Evaluation of the Nebraska Dollar and Energy Savings Loan Program
The Nebraska Dollar and Energy Savings Loan Program was designed in 1990 to make low interest loans available to finance home, building and system energy improvements. Loans have been made to residential, commercial, industrial and agricultural customers, typically for heating, cooling, windows, siding or insulation. The Public Policy Center worked with the Raikes School of Computer Science and the Bureau of Sociological Research to examine the economic and environmental impacts of these investments by estimating their annual and cumulative energy savings, measured in dollars and energy use. These impacts were generated through a combination of job and output increases in loan supported sectors and losses in energy production sectors. The program also impacted consumer spending, such that fewer dollars will be available for household spending through the life of the loan. However, more dollars will be available once the loan is completed and energy expenditures fall.

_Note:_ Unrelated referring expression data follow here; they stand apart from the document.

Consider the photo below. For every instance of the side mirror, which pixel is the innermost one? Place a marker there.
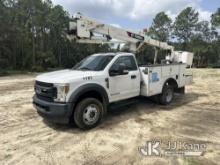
(122, 69)
(119, 71)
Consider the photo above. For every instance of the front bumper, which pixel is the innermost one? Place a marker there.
(52, 111)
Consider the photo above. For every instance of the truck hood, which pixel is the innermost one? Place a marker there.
(64, 76)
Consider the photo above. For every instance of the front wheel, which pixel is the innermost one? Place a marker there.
(167, 94)
(88, 113)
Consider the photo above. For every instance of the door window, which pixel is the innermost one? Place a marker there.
(127, 61)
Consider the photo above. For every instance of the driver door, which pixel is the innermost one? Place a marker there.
(123, 86)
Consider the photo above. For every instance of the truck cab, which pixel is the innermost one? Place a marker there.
(82, 94)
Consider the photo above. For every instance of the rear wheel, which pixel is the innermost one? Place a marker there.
(167, 94)
(88, 113)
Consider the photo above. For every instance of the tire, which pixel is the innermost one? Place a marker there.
(88, 113)
(167, 94)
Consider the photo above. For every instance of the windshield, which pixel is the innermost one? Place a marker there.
(96, 63)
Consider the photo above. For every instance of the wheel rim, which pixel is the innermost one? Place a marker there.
(90, 114)
(169, 95)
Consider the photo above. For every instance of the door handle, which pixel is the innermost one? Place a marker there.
(133, 76)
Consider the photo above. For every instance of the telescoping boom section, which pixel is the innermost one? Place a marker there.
(87, 30)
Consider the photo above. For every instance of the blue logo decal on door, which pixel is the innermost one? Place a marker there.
(154, 77)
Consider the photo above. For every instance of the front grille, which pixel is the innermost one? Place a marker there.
(44, 84)
(45, 91)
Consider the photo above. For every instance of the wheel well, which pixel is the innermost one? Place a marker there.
(172, 82)
(92, 94)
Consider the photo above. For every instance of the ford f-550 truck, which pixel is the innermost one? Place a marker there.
(84, 93)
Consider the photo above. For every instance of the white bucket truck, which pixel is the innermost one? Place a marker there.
(84, 93)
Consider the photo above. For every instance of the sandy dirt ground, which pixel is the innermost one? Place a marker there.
(25, 138)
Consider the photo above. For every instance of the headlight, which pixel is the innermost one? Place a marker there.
(62, 90)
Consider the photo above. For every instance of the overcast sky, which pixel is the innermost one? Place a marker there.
(136, 14)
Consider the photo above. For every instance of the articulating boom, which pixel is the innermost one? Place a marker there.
(86, 30)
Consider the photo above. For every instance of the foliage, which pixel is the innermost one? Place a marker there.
(33, 36)
(161, 27)
(190, 34)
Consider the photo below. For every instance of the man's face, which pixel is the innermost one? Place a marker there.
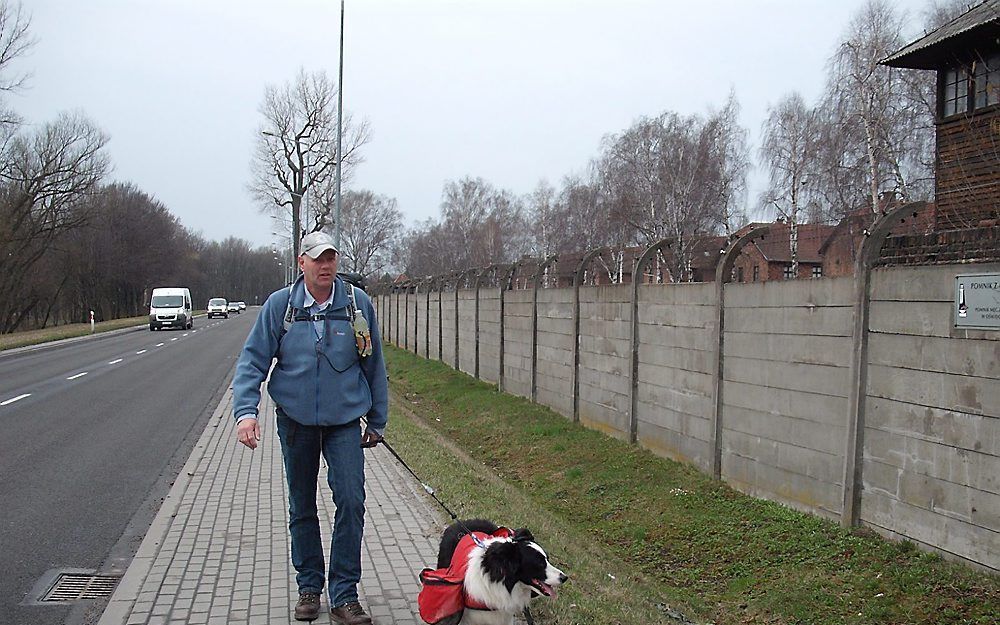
(319, 273)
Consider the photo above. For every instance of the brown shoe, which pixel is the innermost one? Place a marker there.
(350, 614)
(307, 609)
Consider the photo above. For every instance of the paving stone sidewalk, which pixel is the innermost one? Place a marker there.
(218, 550)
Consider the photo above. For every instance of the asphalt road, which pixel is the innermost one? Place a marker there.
(92, 434)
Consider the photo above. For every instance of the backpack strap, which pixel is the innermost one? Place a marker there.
(352, 309)
(287, 321)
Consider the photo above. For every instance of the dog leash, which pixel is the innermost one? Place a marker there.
(454, 517)
(430, 491)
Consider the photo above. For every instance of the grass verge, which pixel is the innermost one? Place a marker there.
(70, 330)
(647, 539)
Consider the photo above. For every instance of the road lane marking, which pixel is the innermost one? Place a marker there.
(14, 399)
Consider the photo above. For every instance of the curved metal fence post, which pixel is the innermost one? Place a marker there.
(722, 273)
(534, 322)
(459, 277)
(633, 339)
(504, 285)
(479, 282)
(865, 260)
(577, 280)
(406, 315)
(442, 282)
(427, 318)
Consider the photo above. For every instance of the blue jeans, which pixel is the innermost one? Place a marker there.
(301, 446)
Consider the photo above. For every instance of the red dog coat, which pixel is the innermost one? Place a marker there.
(443, 594)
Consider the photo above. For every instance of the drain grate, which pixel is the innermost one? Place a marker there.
(72, 587)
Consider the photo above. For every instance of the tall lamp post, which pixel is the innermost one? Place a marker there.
(340, 117)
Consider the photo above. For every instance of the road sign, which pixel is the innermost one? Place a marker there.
(977, 301)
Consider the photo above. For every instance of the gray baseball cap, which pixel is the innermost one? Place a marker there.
(315, 243)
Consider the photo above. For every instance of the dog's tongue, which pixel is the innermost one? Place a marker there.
(546, 590)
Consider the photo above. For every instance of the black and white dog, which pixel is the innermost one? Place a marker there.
(503, 574)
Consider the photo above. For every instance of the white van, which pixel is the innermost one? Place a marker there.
(170, 307)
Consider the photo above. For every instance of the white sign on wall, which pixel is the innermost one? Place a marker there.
(977, 301)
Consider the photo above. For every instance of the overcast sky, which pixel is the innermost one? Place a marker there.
(513, 91)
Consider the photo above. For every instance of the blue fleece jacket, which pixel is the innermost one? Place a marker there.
(316, 381)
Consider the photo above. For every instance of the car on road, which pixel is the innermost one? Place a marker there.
(170, 307)
(218, 307)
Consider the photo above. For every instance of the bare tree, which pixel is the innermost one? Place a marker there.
(44, 175)
(788, 150)
(877, 131)
(15, 41)
(480, 225)
(295, 150)
(371, 224)
(732, 150)
(677, 177)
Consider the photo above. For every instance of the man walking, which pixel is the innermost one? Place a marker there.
(329, 373)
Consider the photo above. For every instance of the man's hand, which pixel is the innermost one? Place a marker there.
(370, 439)
(248, 432)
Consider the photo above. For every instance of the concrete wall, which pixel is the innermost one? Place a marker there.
(785, 387)
(434, 319)
(412, 315)
(605, 352)
(931, 464)
(489, 335)
(930, 421)
(467, 330)
(517, 343)
(448, 327)
(674, 404)
(554, 377)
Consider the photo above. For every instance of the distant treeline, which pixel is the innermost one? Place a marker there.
(106, 254)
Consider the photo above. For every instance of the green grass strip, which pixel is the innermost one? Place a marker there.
(646, 539)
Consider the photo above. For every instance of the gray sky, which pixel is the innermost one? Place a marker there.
(513, 91)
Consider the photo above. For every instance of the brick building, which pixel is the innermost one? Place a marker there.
(965, 53)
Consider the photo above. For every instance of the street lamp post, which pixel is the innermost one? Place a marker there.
(340, 117)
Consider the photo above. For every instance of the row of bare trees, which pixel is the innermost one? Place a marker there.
(675, 176)
(70, 243)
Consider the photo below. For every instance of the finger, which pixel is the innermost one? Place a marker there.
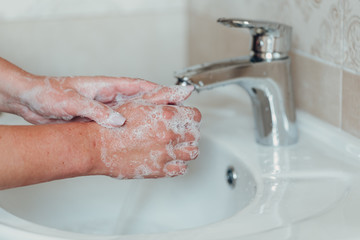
(33, 117)
(100, 113)
(186, 152)
(169, 95)
(105, 89)
(175, 168)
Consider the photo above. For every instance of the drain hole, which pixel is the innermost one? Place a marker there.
(231, 176)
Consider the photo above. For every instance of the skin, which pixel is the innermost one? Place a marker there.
(42, 99)
(81, 147)
(49, 152)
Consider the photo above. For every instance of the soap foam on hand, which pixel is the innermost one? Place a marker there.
(151, 122)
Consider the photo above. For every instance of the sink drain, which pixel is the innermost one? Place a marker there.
(231, 176)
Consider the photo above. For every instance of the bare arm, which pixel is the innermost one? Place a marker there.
(33, 154)
(156, 141)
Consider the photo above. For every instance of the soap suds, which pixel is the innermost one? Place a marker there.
(155, 125)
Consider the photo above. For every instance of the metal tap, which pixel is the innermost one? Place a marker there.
(265, 75)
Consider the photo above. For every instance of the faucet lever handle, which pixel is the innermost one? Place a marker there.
(270, 40)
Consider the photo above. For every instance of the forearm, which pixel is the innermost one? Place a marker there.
(34, 154)
(13, 80)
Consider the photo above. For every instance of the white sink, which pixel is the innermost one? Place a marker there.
(101, 205)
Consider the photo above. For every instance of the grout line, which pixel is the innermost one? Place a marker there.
(318, 59)
(342, 63)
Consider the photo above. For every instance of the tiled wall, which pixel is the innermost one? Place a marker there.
(325, 55)
(135, 38)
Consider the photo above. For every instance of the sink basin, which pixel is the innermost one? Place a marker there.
(101, 205)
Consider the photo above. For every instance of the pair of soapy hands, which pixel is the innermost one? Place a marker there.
(145, 132)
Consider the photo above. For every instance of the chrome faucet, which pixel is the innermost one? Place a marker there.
(265, 75)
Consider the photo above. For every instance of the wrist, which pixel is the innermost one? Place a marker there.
(13, 82)
(95, 164)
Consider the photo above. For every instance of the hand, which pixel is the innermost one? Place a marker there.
(55, 100)
(156, 141)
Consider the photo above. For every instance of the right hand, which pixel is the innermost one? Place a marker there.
(156, 141)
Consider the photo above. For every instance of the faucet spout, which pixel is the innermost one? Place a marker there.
(268, 84)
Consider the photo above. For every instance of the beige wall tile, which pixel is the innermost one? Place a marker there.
(317, 88)
(352, 35)
(209, 41)
(351, 103)
(116, 45)
(317, 25)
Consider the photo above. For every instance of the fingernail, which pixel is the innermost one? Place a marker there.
(190, 88)
(115, 119)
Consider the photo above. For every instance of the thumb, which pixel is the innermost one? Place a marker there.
(169, 95)
(100, 113)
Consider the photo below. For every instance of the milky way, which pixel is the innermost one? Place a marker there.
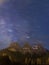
(24, 20)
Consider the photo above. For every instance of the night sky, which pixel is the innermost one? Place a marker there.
(24, 20)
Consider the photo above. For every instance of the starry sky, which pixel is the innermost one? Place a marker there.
(24, 20)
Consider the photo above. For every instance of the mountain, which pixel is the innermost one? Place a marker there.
(14, 47)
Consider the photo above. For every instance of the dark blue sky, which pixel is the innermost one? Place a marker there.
(24, 20)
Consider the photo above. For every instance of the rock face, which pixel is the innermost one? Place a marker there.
(14, 47)
(29, 54)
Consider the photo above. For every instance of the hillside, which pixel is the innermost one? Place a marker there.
(35, 55)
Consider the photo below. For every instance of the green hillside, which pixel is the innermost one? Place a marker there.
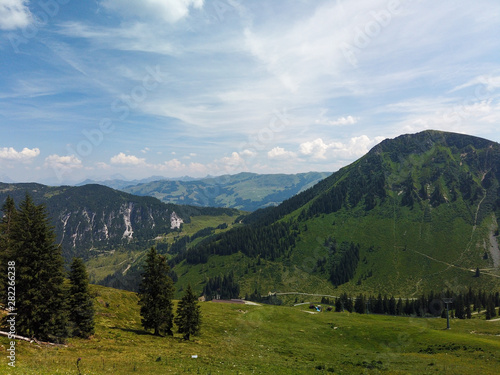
(94, 220)
(417, 213)
(243, 191)
(247, 339)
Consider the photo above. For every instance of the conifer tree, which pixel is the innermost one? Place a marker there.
(9, 211)
(40, 294)
(188, 317)
(81, 304)
(155, 294)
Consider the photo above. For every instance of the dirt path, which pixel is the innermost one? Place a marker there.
(493, 248)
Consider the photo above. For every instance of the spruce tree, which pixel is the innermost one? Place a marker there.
(40, 294)
(81, 304)
(188, 319)
(155, 295)
(9, 211)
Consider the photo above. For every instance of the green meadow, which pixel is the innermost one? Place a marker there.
(262, 339)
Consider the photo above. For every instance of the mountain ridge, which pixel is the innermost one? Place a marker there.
(417, 211)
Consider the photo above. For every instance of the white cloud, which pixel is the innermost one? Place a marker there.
(123, 159)
(172, 165)
(355, 147)
(14, 14)
(315, 149)
(63, 163)
(169, 11)
(248, 153)
(280, 153)
(9, 153)
(349, 120)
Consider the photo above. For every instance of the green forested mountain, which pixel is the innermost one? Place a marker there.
(417, 213)
(95, 220)
(244, 191)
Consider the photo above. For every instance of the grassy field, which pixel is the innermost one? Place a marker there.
(245, 339)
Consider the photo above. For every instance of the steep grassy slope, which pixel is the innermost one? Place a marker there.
(244, 191)
(244, 339)
(423, 209)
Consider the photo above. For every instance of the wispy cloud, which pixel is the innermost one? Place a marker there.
(14, 14)
(26, 154)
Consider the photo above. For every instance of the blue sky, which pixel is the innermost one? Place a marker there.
(92, 89)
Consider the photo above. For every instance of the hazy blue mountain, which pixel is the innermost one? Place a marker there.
(244, 191)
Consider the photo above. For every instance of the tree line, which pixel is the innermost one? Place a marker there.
(32, 277)
(270, 242)
(463, 304)
(156, 292)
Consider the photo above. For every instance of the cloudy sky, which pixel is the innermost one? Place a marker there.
(93, 89)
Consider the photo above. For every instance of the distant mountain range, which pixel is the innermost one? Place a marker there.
(119, 182)
(417, 213)
(243, 191)
(95, 219)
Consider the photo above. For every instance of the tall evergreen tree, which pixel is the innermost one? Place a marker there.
(81, 304)
(9, 211)
(188, 317)
(40, 294)
(156, 291)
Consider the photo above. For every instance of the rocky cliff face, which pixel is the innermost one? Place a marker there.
(105, 227)
(91, 219)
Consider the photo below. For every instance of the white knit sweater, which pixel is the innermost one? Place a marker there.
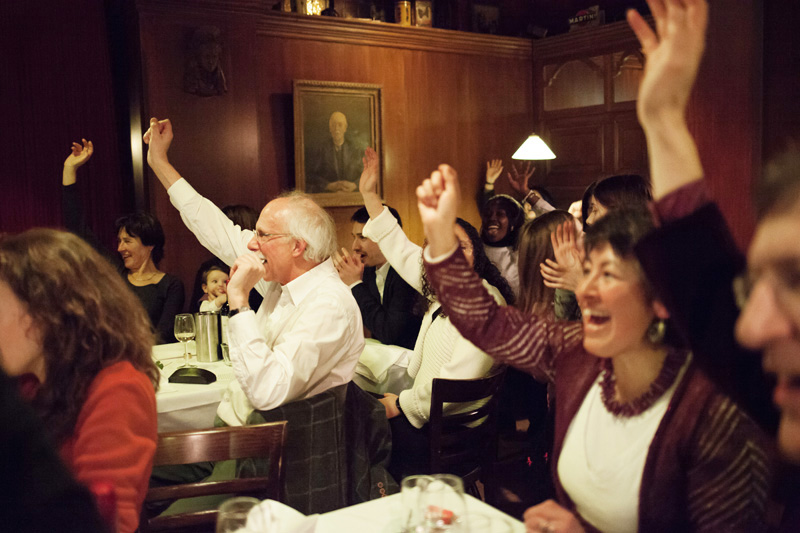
(440, 350)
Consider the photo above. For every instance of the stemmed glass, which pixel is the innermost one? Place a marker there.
(184, 332)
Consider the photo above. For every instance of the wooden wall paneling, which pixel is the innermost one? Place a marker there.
(439, 89)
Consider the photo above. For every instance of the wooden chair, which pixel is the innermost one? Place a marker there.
(457, 448)
(218, 444)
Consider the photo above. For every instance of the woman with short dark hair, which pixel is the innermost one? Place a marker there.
(140, 249)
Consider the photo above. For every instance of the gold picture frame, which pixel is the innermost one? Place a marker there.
(334, 122)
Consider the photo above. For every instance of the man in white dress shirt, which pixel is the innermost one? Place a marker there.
(307, 335)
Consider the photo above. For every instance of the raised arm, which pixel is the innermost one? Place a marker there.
(158, 138)
(368, 184)
(508, 335)
(673, 54)
(209, 224)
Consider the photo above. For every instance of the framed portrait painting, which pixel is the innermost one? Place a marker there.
(333, 124)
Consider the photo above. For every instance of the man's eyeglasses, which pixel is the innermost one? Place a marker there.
(784, 282)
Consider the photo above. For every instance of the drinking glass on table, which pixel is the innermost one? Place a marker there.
(184, 332)
(233, 513)
(443, 503)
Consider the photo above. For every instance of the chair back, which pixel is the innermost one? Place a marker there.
(460, 443)
(218, 444)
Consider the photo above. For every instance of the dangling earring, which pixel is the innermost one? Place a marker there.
(656, 331)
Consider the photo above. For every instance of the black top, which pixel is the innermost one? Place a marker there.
(162, 301)
(395, 321)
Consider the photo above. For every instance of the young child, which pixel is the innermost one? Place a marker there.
(215, 282)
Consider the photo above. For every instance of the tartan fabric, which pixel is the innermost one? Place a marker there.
(333, 438)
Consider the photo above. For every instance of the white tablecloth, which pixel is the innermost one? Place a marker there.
(183, 406)
(382, 516)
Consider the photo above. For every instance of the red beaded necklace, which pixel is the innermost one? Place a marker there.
(669, 371)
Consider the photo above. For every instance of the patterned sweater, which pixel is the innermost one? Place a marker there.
(707, 468)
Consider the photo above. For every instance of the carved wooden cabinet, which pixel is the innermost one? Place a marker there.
(585, 87)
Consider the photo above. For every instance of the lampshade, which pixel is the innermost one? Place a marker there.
(534, 148)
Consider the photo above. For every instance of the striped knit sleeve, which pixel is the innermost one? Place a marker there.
(528, 342)
(730, 475)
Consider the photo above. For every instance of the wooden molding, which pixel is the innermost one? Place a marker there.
(347, 31)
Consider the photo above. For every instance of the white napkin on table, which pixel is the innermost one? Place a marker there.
(377, 359)
(275, 517)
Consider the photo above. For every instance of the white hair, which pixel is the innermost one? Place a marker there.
(307, 221)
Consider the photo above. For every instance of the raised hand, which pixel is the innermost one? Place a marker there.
(494, 168)
(566, 271)
(245, 273)
(78, 157)
(368, 184)
(672, 52)
(158, 138)
(519, 180)
(437, 199)
(350, 267)
(80, 154)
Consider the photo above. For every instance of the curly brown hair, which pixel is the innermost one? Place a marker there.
(88, 319)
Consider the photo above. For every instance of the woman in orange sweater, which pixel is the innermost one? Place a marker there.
(83, 342)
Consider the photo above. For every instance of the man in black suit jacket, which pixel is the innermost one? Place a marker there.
(387, 302)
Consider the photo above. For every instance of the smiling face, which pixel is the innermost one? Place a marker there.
(369, 251)
(466, 245)
(770, 320)
(20, 339)
(337, 126)
(616, 311)
(134, 254)
(216, 284)
(495, 223)
(274, 248)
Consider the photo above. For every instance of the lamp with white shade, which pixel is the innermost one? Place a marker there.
(534, 149)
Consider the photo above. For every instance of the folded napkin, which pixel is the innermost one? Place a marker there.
(377, 359)
(276, 517)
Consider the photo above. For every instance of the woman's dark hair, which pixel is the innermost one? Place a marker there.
(481, 265)
(147, 227)
(622, 229)
(779, 188)
(87, 317)
(515, 214)
(534, 247)
(624, 191)
(243, 216)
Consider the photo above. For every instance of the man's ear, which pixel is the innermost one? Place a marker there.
(299, 248)
(660, 310)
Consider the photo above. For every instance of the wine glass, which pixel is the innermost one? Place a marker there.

Since energy use depends on weather, the first step in the analysis was to break the state into weather zones. Once the zones were identified, initial samples of loans were developed for each of the major improvement types and each of the customer classes. The University of Nebraska’s Bureau of Sociological Research (BOSR) surveyed individuals from those samples to determine if their businesses, households and/or living conditions changed materially up to 12 months either before or after the improvements and if so, these structures were filtered from the sample. Energy consumption for the filtered samples was obtained from local utilities for the 12 months before and after each improvement and were compared to expected energy use. The combined data allowed us to measure the energy savings associated with each investment, which was then translated into dollar savings. A cost calculator was developed to estimate energy savings in the future.